The re_source file must already exist (but may be zero-length) when Db::open is called.

It is not an error to specify a read-only re_source file when creating a database, nor is it an error to modify the resulting database. However, any attempt to write the changes to the backing source file using either the Db::sync or Db::close methods will fail, of course. Specify the DB_NOSYNC flag to the Db::close method to stop it from attempting to write the changes to the backing file; instead, they will be silently discarded.

For all of the previous reasons, the re_source field is generally used to specify databases that are read-only for Berkeley DB applications; and that are either generated on the fly by software tools or modified using a different mechanism -- for example, a text editor.

The Db::set_re_source method configures operations performed using the specified Db handle, not all operations performed on the underlying database.

The Db::set_re_source interface may not be called after the Db::open interface is called. If the database already exists when Db::open is called, the information specified to Db::set_re_source must be the same as that historically used to create the database or corruption can occur.

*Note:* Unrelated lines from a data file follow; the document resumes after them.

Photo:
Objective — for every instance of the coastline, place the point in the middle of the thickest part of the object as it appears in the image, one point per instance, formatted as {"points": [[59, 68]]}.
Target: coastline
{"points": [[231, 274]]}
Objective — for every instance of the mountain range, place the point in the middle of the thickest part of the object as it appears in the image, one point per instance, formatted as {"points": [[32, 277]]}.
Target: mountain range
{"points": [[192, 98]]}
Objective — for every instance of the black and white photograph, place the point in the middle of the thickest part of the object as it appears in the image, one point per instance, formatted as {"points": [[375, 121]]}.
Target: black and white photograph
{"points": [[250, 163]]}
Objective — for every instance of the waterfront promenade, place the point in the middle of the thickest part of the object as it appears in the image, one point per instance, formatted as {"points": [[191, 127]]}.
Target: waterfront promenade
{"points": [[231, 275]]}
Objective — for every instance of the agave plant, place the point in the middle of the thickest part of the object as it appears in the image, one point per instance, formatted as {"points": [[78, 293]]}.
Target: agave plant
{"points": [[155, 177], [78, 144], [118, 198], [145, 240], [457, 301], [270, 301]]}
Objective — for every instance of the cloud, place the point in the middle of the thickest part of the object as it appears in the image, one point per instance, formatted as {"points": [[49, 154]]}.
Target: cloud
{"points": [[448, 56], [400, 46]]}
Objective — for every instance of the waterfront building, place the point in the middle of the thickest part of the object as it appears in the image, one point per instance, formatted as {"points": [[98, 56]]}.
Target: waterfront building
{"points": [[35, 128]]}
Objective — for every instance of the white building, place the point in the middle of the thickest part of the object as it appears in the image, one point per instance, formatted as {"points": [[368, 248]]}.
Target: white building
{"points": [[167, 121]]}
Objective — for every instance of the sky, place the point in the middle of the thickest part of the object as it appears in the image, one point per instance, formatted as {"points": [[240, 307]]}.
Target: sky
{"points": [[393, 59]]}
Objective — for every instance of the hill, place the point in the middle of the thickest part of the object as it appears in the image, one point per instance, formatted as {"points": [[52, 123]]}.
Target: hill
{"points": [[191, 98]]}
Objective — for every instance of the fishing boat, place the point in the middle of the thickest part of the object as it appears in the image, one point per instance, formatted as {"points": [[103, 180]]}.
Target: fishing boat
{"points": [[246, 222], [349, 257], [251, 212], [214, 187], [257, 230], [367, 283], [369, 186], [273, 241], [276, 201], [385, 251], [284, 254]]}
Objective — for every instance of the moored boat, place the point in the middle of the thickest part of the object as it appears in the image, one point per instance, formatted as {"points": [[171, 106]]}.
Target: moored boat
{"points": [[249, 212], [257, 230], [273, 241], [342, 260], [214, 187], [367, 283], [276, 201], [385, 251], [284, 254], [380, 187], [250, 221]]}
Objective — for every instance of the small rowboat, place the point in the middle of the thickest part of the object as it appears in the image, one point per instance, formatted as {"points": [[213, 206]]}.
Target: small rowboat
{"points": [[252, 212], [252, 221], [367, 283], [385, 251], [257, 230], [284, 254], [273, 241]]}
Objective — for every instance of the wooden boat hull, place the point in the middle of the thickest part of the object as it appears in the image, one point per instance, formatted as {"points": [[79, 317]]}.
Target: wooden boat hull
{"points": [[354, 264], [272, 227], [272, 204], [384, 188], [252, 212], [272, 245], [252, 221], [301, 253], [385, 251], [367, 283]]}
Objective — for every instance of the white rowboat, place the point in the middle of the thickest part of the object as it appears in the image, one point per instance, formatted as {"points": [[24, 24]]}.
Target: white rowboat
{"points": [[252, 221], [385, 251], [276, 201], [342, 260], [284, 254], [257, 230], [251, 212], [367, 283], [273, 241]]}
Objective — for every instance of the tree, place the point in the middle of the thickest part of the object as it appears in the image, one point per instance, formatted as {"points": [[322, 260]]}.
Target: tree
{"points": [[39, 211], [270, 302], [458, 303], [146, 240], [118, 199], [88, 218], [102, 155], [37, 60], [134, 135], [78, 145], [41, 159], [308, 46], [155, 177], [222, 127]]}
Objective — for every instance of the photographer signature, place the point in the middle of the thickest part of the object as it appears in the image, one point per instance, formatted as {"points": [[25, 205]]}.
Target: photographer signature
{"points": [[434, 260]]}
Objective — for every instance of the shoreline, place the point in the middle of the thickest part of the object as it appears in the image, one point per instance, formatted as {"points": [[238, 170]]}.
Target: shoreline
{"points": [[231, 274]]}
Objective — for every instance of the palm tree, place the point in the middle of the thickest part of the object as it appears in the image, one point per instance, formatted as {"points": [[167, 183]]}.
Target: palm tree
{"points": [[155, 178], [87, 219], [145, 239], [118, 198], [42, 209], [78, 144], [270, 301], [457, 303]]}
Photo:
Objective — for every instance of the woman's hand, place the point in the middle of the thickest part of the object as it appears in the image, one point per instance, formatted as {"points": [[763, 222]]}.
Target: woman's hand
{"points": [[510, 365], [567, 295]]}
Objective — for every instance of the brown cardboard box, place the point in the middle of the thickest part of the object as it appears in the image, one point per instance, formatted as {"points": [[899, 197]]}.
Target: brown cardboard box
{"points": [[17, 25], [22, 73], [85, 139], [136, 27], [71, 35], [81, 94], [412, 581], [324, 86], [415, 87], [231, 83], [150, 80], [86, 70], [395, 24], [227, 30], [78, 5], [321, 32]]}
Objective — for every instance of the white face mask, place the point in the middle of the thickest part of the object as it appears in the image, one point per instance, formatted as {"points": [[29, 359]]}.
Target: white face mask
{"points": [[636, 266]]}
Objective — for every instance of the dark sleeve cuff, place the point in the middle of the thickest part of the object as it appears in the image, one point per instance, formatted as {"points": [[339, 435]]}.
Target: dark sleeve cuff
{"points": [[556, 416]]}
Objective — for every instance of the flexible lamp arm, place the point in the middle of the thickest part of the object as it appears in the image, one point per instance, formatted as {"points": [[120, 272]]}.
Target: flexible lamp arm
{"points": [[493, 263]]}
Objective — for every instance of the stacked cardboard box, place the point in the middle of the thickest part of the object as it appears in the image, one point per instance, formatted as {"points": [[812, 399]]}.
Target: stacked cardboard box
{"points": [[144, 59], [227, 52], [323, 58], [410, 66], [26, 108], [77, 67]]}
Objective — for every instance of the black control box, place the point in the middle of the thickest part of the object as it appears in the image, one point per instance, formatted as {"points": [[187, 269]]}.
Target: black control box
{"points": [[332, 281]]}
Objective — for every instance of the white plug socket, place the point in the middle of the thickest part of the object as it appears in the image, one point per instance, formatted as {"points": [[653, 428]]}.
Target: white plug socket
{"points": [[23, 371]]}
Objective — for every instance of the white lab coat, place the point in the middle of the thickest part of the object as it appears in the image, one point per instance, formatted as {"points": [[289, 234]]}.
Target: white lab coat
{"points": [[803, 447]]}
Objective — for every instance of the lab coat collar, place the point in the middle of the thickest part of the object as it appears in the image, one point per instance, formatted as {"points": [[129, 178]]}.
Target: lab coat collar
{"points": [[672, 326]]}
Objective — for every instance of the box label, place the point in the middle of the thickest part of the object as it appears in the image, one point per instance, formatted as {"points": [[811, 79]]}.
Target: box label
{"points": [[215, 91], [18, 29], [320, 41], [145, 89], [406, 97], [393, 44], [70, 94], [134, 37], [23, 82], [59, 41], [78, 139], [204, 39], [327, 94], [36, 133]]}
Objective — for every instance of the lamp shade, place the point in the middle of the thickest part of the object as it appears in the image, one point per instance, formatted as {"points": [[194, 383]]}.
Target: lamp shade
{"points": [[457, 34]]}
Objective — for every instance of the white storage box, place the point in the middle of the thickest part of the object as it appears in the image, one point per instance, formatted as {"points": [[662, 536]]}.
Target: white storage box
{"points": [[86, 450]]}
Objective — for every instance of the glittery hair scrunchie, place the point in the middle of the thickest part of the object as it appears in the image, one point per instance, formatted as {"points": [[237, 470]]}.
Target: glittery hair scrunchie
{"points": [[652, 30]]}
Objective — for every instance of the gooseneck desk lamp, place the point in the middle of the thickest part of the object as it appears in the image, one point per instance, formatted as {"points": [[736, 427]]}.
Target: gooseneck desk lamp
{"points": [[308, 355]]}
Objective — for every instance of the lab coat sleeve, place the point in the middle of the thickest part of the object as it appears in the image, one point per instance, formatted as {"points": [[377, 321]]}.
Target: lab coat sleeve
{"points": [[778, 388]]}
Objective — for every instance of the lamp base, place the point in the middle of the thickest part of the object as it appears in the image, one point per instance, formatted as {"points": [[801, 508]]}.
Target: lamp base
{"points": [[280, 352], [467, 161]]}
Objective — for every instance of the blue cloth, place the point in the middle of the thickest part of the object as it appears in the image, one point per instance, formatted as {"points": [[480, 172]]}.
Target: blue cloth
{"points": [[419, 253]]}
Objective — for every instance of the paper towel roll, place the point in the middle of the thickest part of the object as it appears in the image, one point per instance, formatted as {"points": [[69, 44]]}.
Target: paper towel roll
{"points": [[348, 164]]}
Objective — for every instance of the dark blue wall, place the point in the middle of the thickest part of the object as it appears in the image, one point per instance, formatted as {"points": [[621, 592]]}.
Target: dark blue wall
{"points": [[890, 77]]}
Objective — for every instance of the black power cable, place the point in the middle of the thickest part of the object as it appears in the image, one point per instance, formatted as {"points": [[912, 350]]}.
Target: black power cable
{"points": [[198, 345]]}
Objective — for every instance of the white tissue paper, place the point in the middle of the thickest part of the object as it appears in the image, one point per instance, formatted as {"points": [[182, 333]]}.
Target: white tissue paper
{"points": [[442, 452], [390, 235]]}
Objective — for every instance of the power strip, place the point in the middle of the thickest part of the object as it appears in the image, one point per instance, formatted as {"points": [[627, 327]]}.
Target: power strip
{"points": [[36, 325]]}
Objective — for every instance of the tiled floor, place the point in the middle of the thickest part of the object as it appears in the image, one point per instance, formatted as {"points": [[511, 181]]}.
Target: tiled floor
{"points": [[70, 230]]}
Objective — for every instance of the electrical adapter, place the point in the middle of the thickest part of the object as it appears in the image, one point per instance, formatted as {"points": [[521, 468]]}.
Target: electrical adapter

The Db::set_re_source method either returns a non-zero error value or throws an exception that encapsulates a non-zero error value on failure, and returns 0 on success.


The Db::set_re_source method may fail and throw an exception or return a non-zero error for the following conditions:

An invalid flag value or parameter was specified.

Called after Db::open was called.

The Db::set_re_source method may fail and throw an exception or return a non-zero error for errors specified for other Berkeley DB and C library or system methods. If a catastrophic error has occurred, the Db::set_re_source method may fail and either return DB_RUNRECOVERY or throw a DbRunRecoveryException, in which case all subsequent Berkeley DB calls will fail in the same way.